Portfolio: Photographs
In her photographic series, حب // LOVE (2021), Alia Ali pushes against the forced reorientation of her native tongue in order to reclaim the beauty and nonviolence of the Arabic language. Employing photography, textile, and text, Ali presents various points of entry into notions of exclusion, erasure, and the politicization of the body and language, demonstrating expanded interpretations of the word “love.”
The formal fluctuations in the composition of the word حب question relational power within societal structures. The beginning of the 21st century was marked by the September 11th attacks, the illegal invasion of Iraq, Abu Ghraib, and the media’s binary portrayal of Arabs as villains or victims. Arabic became a signifier for violence to the point that Arabophones refrained from speaking in public in fear of being sequestered for “suspicious behavior.” To protect themselves, people changed their names and children lost their native tongue, leading to the erasure of an entire generation’s stories, heritage, and connection to their roots.

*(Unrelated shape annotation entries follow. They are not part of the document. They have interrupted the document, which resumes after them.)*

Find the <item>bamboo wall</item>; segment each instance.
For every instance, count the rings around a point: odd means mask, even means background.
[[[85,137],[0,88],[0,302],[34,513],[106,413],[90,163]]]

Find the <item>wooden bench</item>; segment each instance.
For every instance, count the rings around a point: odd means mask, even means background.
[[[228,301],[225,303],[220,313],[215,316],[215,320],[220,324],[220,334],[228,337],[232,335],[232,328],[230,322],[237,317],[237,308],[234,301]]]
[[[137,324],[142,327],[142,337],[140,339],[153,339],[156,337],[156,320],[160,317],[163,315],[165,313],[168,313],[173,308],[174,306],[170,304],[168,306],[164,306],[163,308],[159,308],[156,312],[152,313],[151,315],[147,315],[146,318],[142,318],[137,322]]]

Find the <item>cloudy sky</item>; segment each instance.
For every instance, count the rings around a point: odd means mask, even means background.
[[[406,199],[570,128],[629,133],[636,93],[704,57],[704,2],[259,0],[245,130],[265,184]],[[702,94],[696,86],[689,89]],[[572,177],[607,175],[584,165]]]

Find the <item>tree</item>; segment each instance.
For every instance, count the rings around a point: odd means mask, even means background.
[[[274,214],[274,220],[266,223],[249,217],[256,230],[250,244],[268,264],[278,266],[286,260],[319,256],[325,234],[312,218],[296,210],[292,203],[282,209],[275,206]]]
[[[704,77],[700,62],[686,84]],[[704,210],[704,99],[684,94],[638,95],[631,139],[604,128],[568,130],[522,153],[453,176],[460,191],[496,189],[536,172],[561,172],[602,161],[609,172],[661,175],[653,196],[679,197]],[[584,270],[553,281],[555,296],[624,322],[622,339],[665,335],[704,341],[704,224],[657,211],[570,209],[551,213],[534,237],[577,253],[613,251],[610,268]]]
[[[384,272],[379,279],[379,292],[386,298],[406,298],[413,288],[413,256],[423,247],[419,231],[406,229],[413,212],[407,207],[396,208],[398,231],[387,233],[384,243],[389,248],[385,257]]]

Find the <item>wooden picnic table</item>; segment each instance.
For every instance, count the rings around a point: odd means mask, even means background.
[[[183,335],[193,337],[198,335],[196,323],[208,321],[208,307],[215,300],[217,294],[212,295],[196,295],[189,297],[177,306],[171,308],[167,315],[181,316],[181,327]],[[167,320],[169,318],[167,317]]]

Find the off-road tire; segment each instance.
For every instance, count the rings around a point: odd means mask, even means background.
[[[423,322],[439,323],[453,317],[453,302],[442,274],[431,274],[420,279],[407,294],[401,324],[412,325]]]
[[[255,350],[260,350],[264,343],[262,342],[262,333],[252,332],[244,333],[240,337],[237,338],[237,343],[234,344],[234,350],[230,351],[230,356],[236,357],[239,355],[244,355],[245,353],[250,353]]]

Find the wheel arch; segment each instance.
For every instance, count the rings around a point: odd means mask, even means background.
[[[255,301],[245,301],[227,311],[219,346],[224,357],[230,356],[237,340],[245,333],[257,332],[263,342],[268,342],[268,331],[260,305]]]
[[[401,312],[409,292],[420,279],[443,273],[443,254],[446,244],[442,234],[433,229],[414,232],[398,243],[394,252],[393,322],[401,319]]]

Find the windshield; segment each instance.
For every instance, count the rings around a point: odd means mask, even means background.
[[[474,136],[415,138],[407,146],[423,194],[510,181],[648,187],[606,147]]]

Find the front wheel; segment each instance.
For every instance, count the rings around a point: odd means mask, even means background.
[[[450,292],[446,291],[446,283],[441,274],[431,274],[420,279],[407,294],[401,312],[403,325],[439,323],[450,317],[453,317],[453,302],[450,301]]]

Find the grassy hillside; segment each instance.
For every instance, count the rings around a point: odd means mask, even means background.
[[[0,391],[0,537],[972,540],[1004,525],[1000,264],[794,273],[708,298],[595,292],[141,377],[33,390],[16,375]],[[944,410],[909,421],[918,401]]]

حب // LOVE is an intervention to this pattern, subverting fear through color and light by expanding the capacity of language rather than accepting its limitations. Derived from two letters, ح and ب, which when put together carries multiple meanings, including seed, fruit, affection and love, حب is not static nor is it singular in its meaning or expressions—it is infinite, fluid, and flexible. Ali’s gesture of repeating hand-painted patterns is different each time, demonstrating the endless ways a word can radically alter our thought processes and ways of existing.